Designing for failure: Glossary

Key terms used across the failure patterns.

Operation

A logical unit of work a system performs. Operations range from a single database read or write, to complex multi-step processes such as “place an order” or “register a user”. An operation may consist of several sub-operations. At the application layer, a single API request typically maps to one top-level operation.

Example: a user changing their username triggers a top-level operation which might involve reading from an auth system and writing to a database.

Process

A logical process (often an OS process) participating in a distributed system – a running service instance, a database client, a job worker, or a database node. Each process is logically single-threaded.

Example: a payment service has three running instances; each instance is a separate process.

Write

An operation that changes state – for example, inserting a database row, publishing a message to a queue, or making an external API call that has side effects.

Read

An operation that inspects state without changing it – for example, a database SELECT query.

Side effect

An observable state change produced by a write.

Example: charging a customer’s card is a side effect of a “take payment” operation.

Crash

Shorthand for any fault that causes an operation to stop without completing – unexpected process termination, a network partition, a timeout, or similar.

Example: a process crash between writing to a database and publishing a message leaves the system having completed only part of an operation.

Network partition

A break in communication between parts of a distributed system, where messages between some nodes are lost or indefinitely delayed.
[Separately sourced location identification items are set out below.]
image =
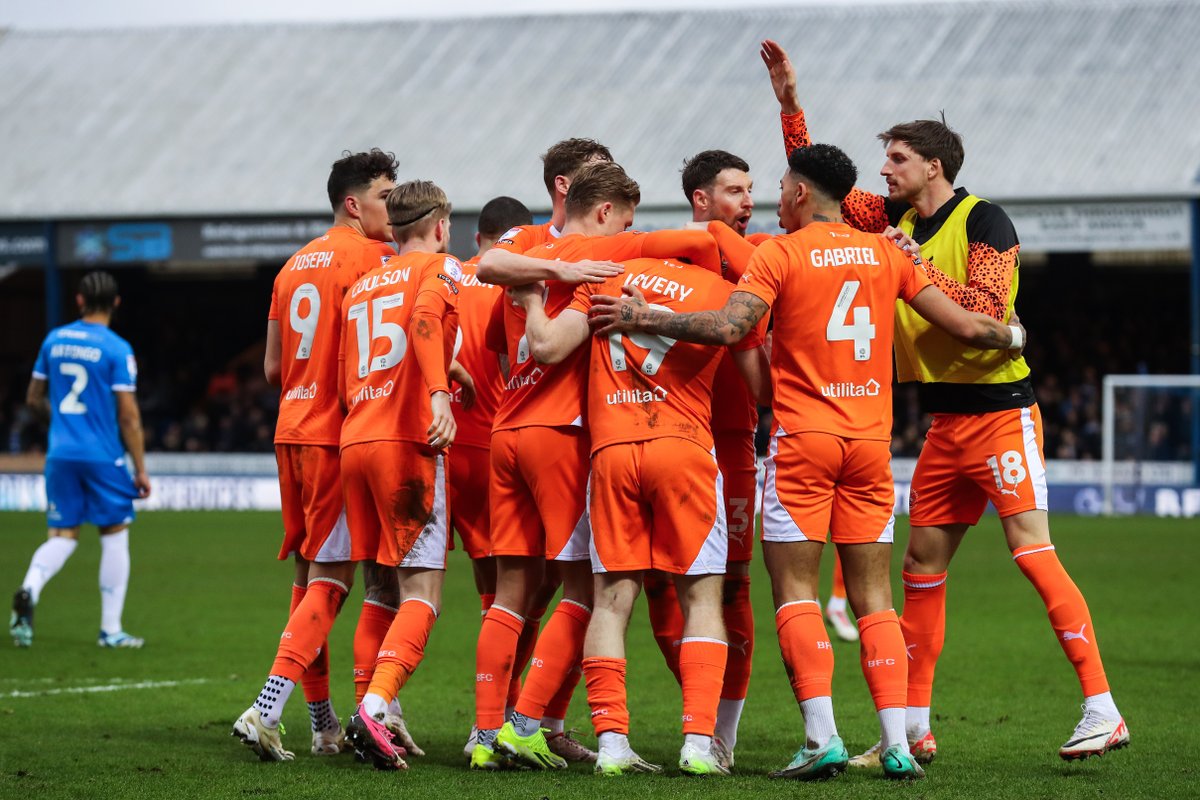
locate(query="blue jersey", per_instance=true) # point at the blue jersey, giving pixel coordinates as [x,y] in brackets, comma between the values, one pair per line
[84,364]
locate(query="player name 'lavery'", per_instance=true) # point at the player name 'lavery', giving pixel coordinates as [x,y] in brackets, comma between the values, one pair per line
[659,284]
[312,260]
[843,257]
[381,280]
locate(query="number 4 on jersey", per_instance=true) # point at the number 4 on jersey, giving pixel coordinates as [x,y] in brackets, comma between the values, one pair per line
[861,331]
[655,346]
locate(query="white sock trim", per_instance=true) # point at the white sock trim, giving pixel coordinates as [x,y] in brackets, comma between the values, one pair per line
[1039,549]
[421,600]
[333,581]
[379,605]
[509,612]
[574,602]
[798,602]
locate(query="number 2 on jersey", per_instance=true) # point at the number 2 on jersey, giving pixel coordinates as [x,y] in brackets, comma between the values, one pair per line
[861,331]
[367,331]
[78,374]
[657,347]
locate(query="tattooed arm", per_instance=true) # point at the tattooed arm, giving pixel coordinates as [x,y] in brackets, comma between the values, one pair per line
[725,325]
[970,328]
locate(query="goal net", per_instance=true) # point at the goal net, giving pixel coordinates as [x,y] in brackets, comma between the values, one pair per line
[1151,444]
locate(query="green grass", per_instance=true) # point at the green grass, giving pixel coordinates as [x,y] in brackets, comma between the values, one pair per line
[210,599]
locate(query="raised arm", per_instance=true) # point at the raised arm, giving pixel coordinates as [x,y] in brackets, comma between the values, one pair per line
[725,325]
[508,269]
[550,340]
[967,326]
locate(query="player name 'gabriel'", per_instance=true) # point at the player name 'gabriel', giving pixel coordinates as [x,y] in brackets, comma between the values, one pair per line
[843,257]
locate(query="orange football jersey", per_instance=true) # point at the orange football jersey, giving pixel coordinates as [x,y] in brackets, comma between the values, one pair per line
[553,395]
[832,358]
[647,386]
[387,396]
[306,300]
[475,302]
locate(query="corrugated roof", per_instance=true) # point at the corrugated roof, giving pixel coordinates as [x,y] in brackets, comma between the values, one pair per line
[1055,100]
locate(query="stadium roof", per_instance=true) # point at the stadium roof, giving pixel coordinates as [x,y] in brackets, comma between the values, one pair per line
[1059,98]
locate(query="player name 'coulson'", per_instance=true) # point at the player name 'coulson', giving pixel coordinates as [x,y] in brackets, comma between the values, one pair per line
[312,260]
[843,256]
[659,284]
[381,280]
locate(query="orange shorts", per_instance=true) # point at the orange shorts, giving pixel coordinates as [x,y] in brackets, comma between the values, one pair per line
[396,503]
[739,475]
[539,493]
[311,494]
[655,506]
[469,470]
[820,483]
[971,458]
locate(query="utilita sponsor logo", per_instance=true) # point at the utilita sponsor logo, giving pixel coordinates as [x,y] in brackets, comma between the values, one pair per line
[301,392]
[372,392]
[657,395]
[870,389]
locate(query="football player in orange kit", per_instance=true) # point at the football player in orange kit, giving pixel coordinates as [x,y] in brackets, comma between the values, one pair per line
[540,462]
[833,293]
[648,413]
[399,331]
[303,344]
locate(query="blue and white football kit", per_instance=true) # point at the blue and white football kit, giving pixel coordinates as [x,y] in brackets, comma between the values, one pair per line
[87,479]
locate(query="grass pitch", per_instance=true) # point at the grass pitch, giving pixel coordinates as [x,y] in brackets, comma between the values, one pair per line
[210,599]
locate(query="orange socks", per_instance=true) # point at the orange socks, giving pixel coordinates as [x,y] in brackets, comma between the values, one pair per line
[804,644]
[702,672]
[882,655]
[666,617]
[309,625]
[557,653]
[403,648]
[923,626]
[1068,613]
[521,660]
[839,584]
[316,677]
[739,629]
[495,655]
[373,624]
[605,679]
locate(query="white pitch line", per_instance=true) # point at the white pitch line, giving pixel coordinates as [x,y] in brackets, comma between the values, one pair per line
[108,687]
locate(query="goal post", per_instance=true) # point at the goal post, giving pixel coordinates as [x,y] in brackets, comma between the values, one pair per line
[1138,444]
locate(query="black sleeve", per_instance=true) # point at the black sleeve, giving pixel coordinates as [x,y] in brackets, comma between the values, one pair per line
[990,226]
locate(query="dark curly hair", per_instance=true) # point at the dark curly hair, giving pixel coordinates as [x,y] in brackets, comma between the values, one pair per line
[355,170]
[701,170]
[99,290]
[826,168]
[501,214]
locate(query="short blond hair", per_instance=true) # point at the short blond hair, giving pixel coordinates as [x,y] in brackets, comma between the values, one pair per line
[601,181]
[414,208]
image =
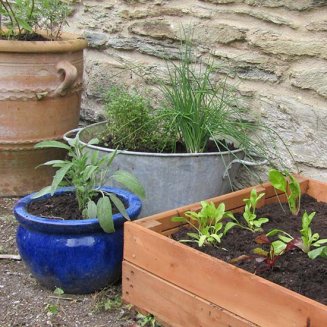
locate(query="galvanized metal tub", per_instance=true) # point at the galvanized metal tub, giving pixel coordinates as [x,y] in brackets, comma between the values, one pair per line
[171,180]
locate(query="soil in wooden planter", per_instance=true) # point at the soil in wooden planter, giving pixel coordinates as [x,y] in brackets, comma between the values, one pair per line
[293,270]
[62,206]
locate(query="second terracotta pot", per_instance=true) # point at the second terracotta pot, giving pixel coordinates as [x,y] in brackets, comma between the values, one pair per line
[40,92]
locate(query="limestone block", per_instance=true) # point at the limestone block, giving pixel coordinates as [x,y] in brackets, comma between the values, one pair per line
[210,34]
[312,78]
[320,26]
[149,47]
[152,12]
[290,4]
[248,64]
[96,40]
[265,16]
[157,29]
[280,45]
[302,126]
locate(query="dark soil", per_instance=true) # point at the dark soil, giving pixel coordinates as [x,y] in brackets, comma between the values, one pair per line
[221,145]
[24,302]
[293,270]
[63,206]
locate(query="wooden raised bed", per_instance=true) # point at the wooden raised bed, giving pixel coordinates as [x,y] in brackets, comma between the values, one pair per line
[184,287]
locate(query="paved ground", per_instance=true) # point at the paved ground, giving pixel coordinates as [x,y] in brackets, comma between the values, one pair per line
[24,303]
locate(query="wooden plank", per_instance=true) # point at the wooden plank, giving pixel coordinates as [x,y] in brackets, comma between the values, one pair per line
[225,285]
[172,304]
[162,221]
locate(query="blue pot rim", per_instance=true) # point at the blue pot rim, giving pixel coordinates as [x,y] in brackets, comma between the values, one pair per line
[133,209]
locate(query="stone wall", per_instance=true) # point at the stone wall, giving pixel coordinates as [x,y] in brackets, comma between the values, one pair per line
[277,50]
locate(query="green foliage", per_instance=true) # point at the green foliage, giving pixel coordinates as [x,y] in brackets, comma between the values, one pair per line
[252,222]
[58,291]
[87,173]
[199,107]
[309,238]
[133,124]
[146,320]
[21,18]
[319,252]
[288,184]
[207,223]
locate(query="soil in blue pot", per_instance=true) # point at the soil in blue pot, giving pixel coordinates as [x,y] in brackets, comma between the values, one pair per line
[75,255]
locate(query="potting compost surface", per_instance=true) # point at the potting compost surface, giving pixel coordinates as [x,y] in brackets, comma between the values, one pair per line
[24,302]
[64,206]
[294,269]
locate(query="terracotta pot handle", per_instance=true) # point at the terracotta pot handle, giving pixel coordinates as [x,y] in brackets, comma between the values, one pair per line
[68,74]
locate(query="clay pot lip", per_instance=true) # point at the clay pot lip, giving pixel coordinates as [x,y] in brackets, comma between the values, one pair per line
[74,226]
[68,42]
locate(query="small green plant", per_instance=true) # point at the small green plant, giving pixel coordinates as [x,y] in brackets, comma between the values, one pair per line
[53,308]
[20,19]
[207,223]
[146,320]
[307,240]
[276,248]
[288,184]
[132,123]
[252,221]
[319,252]
[87,173]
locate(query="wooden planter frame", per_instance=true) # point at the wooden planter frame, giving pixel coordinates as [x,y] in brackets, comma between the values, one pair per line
[184,287]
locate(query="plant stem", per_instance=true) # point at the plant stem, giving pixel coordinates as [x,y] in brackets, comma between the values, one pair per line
[12,15]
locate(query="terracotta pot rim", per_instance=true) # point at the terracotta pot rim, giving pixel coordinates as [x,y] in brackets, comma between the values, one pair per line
[68,42]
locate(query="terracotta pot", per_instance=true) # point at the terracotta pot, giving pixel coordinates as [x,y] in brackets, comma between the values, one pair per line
[184,287]
[40,92]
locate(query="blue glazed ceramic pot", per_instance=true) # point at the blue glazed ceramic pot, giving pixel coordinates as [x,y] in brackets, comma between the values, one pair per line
[75,255]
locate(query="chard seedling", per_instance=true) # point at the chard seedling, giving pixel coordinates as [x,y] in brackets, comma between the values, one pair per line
[252,222]
[308,238]
[288,184]
[87,174]
[319,252]
[277,248]
[207,223]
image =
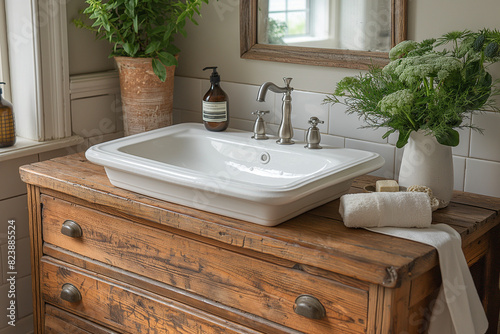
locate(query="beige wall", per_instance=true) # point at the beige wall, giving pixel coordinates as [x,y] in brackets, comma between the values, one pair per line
[216,42]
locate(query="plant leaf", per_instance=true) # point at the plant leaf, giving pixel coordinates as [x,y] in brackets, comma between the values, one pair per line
[403,138]
[167,59]
[159,70]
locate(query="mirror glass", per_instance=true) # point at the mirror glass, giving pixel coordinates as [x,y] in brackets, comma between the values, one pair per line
[334,33]
[331,24]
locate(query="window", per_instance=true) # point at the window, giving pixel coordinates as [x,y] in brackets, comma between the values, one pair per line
[294,14]
[38,67]
[4,55]
[295,22]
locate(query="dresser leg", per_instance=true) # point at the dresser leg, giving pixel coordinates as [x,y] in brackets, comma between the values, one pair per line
[35,214]
[491,300]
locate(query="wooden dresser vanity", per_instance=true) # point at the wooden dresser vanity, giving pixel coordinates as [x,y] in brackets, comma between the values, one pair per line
[106,260]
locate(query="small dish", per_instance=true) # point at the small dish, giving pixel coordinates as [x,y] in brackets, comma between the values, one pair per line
[370,188]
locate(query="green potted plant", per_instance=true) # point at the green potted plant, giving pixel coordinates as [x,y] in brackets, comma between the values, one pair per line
[142,34]
[426,92]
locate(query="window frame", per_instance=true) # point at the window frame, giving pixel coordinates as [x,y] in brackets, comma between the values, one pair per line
[39,68]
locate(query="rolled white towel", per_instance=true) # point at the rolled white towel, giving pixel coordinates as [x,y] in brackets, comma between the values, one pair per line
[398,209]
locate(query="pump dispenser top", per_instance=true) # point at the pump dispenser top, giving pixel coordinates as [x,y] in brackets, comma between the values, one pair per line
[215,104]
[214,77]
[7,128]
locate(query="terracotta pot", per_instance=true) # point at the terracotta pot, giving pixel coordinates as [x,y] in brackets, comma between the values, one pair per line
[147,102]
[427,163]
Partitions may be one-directional or total, and temporary or permanent.

Example: a network partition between a service and its database means the service can no longer read or write, even though both are individually running.

Eventual consistency

A consistency model in which, if no new updates are made, all nodes in a distributed system will eventually converge to the same value. Reads may return stale data in the interim.

Example: after a user updates their profile picture, some servers may briefly serve the old image until the change propagates.

Safety and liveness

Two fundamental properties used to reason about distributed systems:

Safety – nothing bad ever happens. A safety property is an invariant that must hold at all times. Violations are permanent: once a safety property is broken, it cannot be undone.
Liveness – something good eventually happens. A liveness property guarantees that the system will eventually make progress.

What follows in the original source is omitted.